The PolarsLazyFrameToParquetEncodingHandler and ParquetToPolarsLazyFrameDecodingHandler are designed for deferred execution. Instead of loading the entire dataset into memory, these handlers use pl.scan_parquet for decoding and pl.sink_parquet for encoding. This allows Flyte to pass query plans between tasks, where the actual data processing only occurs when a terminal action (like collect()) is called or when the data is "sinked" to storage.

Note that LazyFrame handlers use a slightly different file naming convention, appending the .parquet extension:

# plugins/polars/src/flyteplugins/polars/df_transformer.py

path = os.path.join(uri, f"{0:05}.parquet")
lazy_df = typing.cast(pl.LazyFrame, dataframe.val)
# ...
lazy_df.sink_parquet(path, storage_options=storage_options or None)

Column Projection and Optimization

One of the primary advantages of using Parquet with Polars in flyte-sdk is the ability to perform efficient column projection.
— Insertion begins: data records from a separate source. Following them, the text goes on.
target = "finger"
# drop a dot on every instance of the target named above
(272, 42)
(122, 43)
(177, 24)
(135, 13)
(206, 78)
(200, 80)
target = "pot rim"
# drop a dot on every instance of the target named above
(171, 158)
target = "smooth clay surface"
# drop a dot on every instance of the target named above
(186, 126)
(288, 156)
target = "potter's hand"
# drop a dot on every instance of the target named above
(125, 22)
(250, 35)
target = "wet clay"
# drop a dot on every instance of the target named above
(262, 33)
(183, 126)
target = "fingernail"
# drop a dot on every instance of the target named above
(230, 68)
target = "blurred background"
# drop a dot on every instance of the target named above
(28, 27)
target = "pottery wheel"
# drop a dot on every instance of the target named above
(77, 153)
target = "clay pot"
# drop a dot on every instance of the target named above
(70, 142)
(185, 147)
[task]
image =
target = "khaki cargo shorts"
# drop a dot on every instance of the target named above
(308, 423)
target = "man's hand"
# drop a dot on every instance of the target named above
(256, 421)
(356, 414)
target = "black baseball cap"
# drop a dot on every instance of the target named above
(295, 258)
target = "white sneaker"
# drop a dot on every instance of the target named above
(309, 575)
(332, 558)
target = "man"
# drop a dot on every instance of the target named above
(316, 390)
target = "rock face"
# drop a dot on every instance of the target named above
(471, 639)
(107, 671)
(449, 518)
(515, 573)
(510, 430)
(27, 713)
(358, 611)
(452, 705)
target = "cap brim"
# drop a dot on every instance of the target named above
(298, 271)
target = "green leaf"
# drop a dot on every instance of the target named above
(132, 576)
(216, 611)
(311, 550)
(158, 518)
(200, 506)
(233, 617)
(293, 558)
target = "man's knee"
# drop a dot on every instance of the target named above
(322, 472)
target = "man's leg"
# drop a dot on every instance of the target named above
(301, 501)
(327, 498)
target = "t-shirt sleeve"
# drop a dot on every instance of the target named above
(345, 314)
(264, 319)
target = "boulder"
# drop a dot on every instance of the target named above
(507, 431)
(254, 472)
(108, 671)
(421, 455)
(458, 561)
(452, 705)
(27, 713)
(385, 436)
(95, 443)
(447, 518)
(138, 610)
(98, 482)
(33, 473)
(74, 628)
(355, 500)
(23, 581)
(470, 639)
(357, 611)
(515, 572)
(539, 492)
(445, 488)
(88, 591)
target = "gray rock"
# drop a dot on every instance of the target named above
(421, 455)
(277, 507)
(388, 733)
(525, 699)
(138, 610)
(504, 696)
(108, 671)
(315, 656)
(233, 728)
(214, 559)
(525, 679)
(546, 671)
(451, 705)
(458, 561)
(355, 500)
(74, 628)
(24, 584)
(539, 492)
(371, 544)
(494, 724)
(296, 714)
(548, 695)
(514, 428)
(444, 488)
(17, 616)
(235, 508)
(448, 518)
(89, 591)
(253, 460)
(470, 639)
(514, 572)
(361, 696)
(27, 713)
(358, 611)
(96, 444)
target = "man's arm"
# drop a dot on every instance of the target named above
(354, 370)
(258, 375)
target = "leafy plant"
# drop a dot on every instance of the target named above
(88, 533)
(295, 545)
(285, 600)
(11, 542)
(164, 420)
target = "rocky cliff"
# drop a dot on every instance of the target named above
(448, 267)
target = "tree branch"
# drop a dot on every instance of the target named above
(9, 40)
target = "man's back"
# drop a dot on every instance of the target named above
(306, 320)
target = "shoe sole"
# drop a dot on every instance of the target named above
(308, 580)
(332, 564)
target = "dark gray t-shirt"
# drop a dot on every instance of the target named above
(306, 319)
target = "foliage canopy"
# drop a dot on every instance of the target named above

When a task defines a specific schema via typing.Annotated, the decoding handlers extract only the requested columns from the Parquet file.

In ParquetToPolarsDecodingHandler, the logic checks the current_task_metadata for requested columns:

columns = None
if current_task_metadata.structured_dataset_type and current_task_metadata.structured_dataset_type.columns:
columns = [c.name for c in current_task_metadata.structured_dataset_type.columns]

# ...
return pl.read_parquet(parquet_path, columns=columns, storage_options=storage_options or None)

For LazyFrame decoders, this projection is applied to the scan operation, allowing Polars to optimize the query plan before any data is read:

lf = pl.scan_parquet(parquet_path, storage_options=storage_options or None)
if columns:
lf = lf.select(*columns)
return lf

Storage Configuration Mapping

Polars requires storage options (for S3, Azure, etc.) to be provided as a flat dictionary of string keys and values. The flyte-sdk includes a utility, get_polars_storage_options, which translates Flyte's internal storage configuration into this format.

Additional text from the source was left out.